Ping Heng - A Ordem Capítulo III
Shaíra Makena
Shaíra sentava-se diante da mãe, sem conseguir tocar o café da manhã.
- O que houve, minha filha, não quer comer¿
- Não estou com fome.
- O que a está preocupando, querida¿
Shaíra encarou a mãe por um momento. Ela queria contar, mas algo – algo que ela desconhecia – a impedia de fazê-lo.
- É a apresentação de balé no sábado.
- Ah, não se preocupe tanto, você vai estar maravilhosa, como sempre esteve em suas apresentações. Tenho certeza. Agora, coma.
Shaira mordeu o pão, sem sentir o gosto. O pingente preto e branco parecia queimar sua pele por baixo da camiseta, e era só disso que ela tinha consciência.
Olhou mais uma vez a mãe, com sua pele escura, olhos grandes e castanhos, cabelos cacheados – era como se se olhasse num espelho. Um sorriso parecia ter sido entalhado no rosto da mãe. A mãe nunca deixava de sorrir, mesmo nas horas mais difíceis. Mas, depois da morte do pai, o sorriso não tinha mais o mesmo brilho. Se ele não tivesse ido àquela festa, se não tivesse bebido tanto, se não tivesse teimado em dirigir bêbado, talvez o sorriso da mãe ainda fosse o mesmo. Porém, tudo o que restara, fora um sorriso cansado e opaco.
“O mundo precisa de você, Shaíra”, dissera a garota de branco, na tarde anterior. Pra que o mundo precisaria de uma garota de 11 anos¿ Não importava. A apresentação de balé estava se aproximando, e ela não podia deixar que nada a distraísse. E “nada”, incluía aquele pingente estranho.
- Shaíra, se não vai comer, então pegue a mochila e vamos indo, se não você vai chegar atrasada na escola.
Mellany Perez
Mellany terminou de passar a maquiagem escura em torno dos olhos, ajeitou o penteado para que as mechas vermelhas se destacassem mais no cabelo preto. Colocou um pircieng de argola no nariz, pegou a jaqueta de couro preto, vestiu-a. puxou a manga direita até quase a altura do cotovelo, para que o bracelete com espinhos de metal pudesse ficar visível. Constatou que a camiseta roxa com estampa de caveira estava um pouco curta. Perfeito.
Agora, vejamos, já peguei a maquiagem, o celular, os fones de ouvido... Acho que tá faltando alguma coisa... Ah, claro, meus cadernos e livros. Coisa inútil.
Terminando de arrumar a mochila, foi até a porta e abriu-a. Hesitou por um momento e voltou a fechá-la.

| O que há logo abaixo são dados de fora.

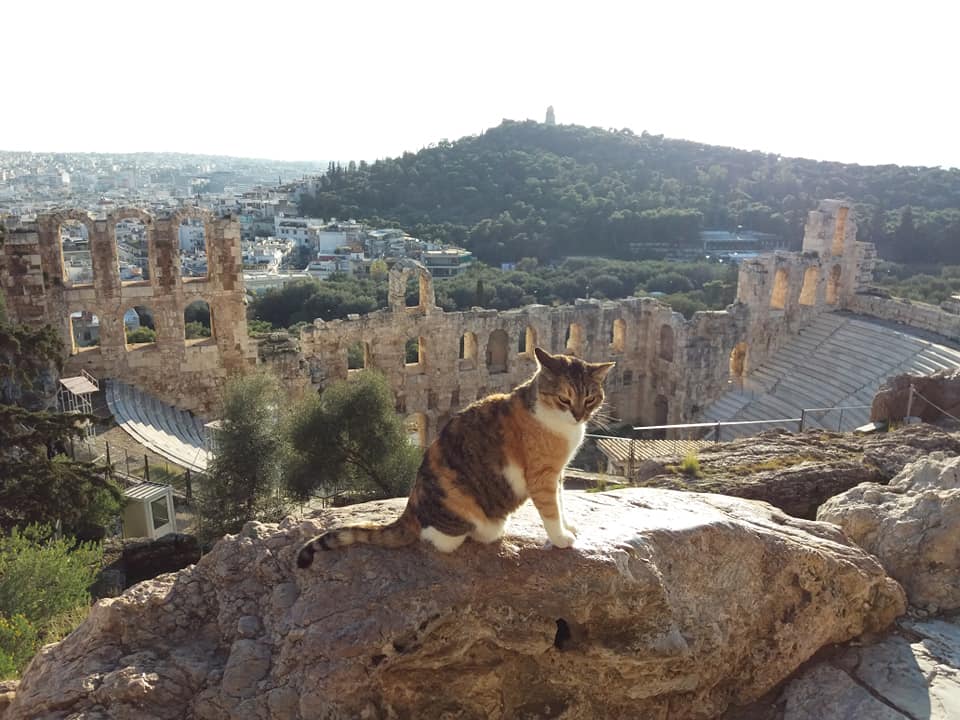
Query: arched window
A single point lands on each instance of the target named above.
(468, 351)
(497, 351)
(778, 298)
(140, 327)
(833, 286)
(618, 336)
(132, 250)
(666, 343)
(808, 294)
(198, 322)
(573, 343)
(84, 331)
(75, 251)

Pegou a corrente que a garota oriental lhe dera ontem e colocou no pescoço, escondendo-o embaixo da camiseta.
Ia saindo mais uma vez do quarto, mas resolveu se olhar no espelho de novo. Tudo o que viu foi um nada. Um grande, escuro e profundo nada. Tão vazio quanto um tronco oco. Era exatamente isso que ela escolhera ser.

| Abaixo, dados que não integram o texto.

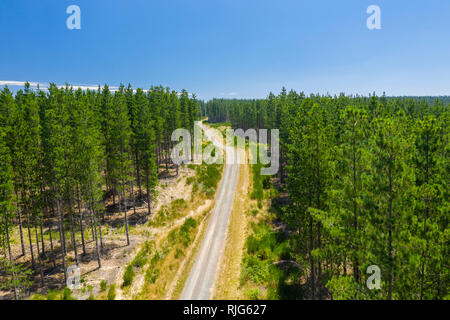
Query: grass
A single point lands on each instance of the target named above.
(169, 213)
(64, 294)
(207, 179)
(112, 292)
(136, 264)
(166, 259)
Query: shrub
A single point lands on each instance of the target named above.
(112, 292)
(52, 295)
(67, 294)
(128, 276)
(103, 285)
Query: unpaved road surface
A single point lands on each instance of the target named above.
(200, 283)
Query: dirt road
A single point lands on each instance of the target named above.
(200, 283)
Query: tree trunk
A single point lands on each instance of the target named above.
(62, 237)
(94, 232)
(72, 229)
(19, 215)
(39, 253)
(11, 259)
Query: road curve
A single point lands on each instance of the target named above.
(200, 283)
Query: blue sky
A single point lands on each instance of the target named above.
(231, 48)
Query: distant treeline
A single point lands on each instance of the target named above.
(367, 182)
(64, 153)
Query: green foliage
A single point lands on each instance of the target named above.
(112, 292)
(128, 276)
(362, 181)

Deixou o quarto, sem olhar pra trás outra vez, mas fechou a porta devagar. Olhou no relógio. Tinha apenas cinco minutos pra chegar à escola.
Hideki Masao
Hideki girava a corrente entre os dedos. Ele nunca se distraía durante as aulas, mas hoje perdera totalmente o interesse pelo que o professor de História estava explicando. Ele analisava atentamente o símbolo do Yin Yang, de todos os ângulos, em todos os pontos, em busca de uma resposta, ou de pelo menos algo que pudesse lhe dar uma pista sobre o significado daquilo. Como descendente de asiáticos – embora de ascendência japonesa, e não chinesa -, ele conhecia o símbolo e seu significado, mas não tinha ideia do motivo pelo qual aquilo tinha ido parar em suas mãos de forma tão estranha. A garota de branco parecia perfeitamente sã, quando lhe entregara a corrente, mas as coisas que dissera não faziam sentido nenhum para Hideki.
- Hideki Masao!
Hideki estava tão distraído que se assustou ao ouvir seu nome, e guardou o pingente imediatamente, tendo certeza absoluta de que lhe seria chamada a atenção por não estar prestando atenção na aula. Mas sentiu-se aliviado ao descobrir que quem o chamava era o inspetor Dickens – “nenhum parentesco com o Charles”.
- Sim, senhor.
- Queira me acompanhar à sala da diretora, por gentileza.
- Algum problema, senhor¿ - Perguntou assustado. Hideki podia não ser um aluno exemplar, mas nunca, jamais fora convocado à sala da diretora.
- Suas perguntas serão respondidas no momento oportuno.
A classe toda agora estava em silêncio, o que não fez com que Hideki se sentisse melhor. Levantou-se devagar e saiu.